Maybe preparing for a battle is not the right analogy. I am preparing for a wild ride. A ride where I just need to hold on, and hope. Hope that in the end I at least have my sanity and my marriage, and maybe a little something more.

Sunday, February 8, 2009

The growing problem

It's hard to talk about the issues surrounding IVF or any treatment for infertility, without talking about the ever present pain of infertility itself. Today was one of the hardest days in a long time. I knew it would be tough, since I had agreed to attend the birthday party for 1 year old Benjamin, who I was Nannying for a short time ago. I expected that the party would be full of young parents with young children.

But the day started out with a trip to the mall to pick out a gift. I never before realized that 90% of the people in the mall have kids. Maybe I just have selective staring power, since I'm sure that as a teenager all malls were filled with teenage girls who were prettier and more popular than me. But today was overwhelming. I was dodging strollers left and right. I saw one couple that must have collectively weighed 700 pounds, and they had a young girl. I saw several teenage couples with babies. AAAaaggggghhhh! It seems sooo unfair!

Finally we found a store with babies clothes, and I actually did alright in there. I tried hard not to focus on the cute and tiny things, and got to work picking out a gift. And then on to the party. We arrived to find just what you might expect: Many babies toddling about in the middle of the room, with parents scattered around the edges. There were a few other childless people there, but they were probably barely into their twenties and not married. The rest were parents. And the conversation always started with some version of, "So, do you two have kids?". Sometimes when we said no, it was simply an awkward silence followed by that person walking away. One guy made a joke about how having kids was contagious and we should "watch out". For the most part, we simply didn't fit in. People who have kids want to talk about their kids. It's natural. But we were outsiders. So we stayed through cake, watched Ben cover himself in frosting, and then ran out of there before the tears came bubbling to the surface.

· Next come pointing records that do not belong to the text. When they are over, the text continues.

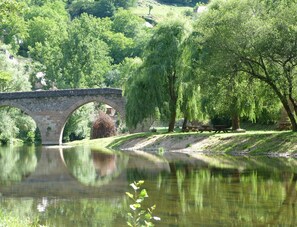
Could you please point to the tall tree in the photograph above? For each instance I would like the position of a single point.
(257, 38)
(12, 24)
(161, 70)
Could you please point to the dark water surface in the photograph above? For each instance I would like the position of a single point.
(83, 187)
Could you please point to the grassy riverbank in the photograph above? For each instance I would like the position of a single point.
(282, 143)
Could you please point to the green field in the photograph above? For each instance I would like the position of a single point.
(159, 11)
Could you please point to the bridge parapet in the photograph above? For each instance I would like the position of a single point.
(51, 109)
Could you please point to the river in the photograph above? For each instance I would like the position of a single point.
(78, 186)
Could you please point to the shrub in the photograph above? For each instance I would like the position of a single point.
(104, 126)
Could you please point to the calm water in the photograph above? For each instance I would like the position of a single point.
(83, 187)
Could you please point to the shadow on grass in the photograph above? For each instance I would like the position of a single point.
(278, 142)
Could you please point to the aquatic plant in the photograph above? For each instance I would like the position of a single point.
(140, 216)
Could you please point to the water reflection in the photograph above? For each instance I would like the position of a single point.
(87, 187)
(16, 163)
(92, 167)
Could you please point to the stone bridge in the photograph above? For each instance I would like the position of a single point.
(51, 109)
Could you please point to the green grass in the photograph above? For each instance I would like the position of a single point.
(159, 11)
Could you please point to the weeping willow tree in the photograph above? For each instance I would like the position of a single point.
(155, 90)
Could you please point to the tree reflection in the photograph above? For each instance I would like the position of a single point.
(92, 167)
(15, 163)
(212, 196)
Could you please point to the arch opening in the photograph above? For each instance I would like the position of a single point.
(79, 123)
(17, 124)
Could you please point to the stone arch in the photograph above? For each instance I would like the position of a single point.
(23, 109)
(118, 106)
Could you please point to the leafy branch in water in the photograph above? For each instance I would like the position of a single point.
(140, 216)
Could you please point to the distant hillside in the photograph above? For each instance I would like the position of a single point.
(158, 11)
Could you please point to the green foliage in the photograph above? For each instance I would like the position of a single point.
(156, 87)
(253, 40)
(12, 24)
(78, 126)
(85, 55)
(103, 126)
(140, 216)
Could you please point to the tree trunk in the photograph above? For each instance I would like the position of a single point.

I'm afraid this problem will only get worse. Most of our friends are married now, and many have at least planned when they will start trying to have kids, while others have changed their facebook pages to be the new baby album. It seems only a matter of time until these types of parties will be the only time those friends get together at all. I now look to residency as a possible relief from these pressures; I'll be so busy I won't have time to think of such things.

Well, to at least touch on the issue this blog was created for: We will meet with the doctor in about a week to discuss the plans for IVF. I don't know what she'll say. I sort of hope she'll say the chances are so low that we shouldn't spend the money and I don't have to take all those hormones. But then again, this is my last chance. I'll probably hold onto any hope at all, and they wouldn't say no to $15k lightly.

Happy note for today's post: NO MORE CLOMID!!! Really! Ever!! I haven't felt like myself for a single day since I started this round of it for the clomid challenge test. But it's over now, and I don't have to take it anymore. I give public thanks to my husband for putting up with me during this crazy hormone controlled month.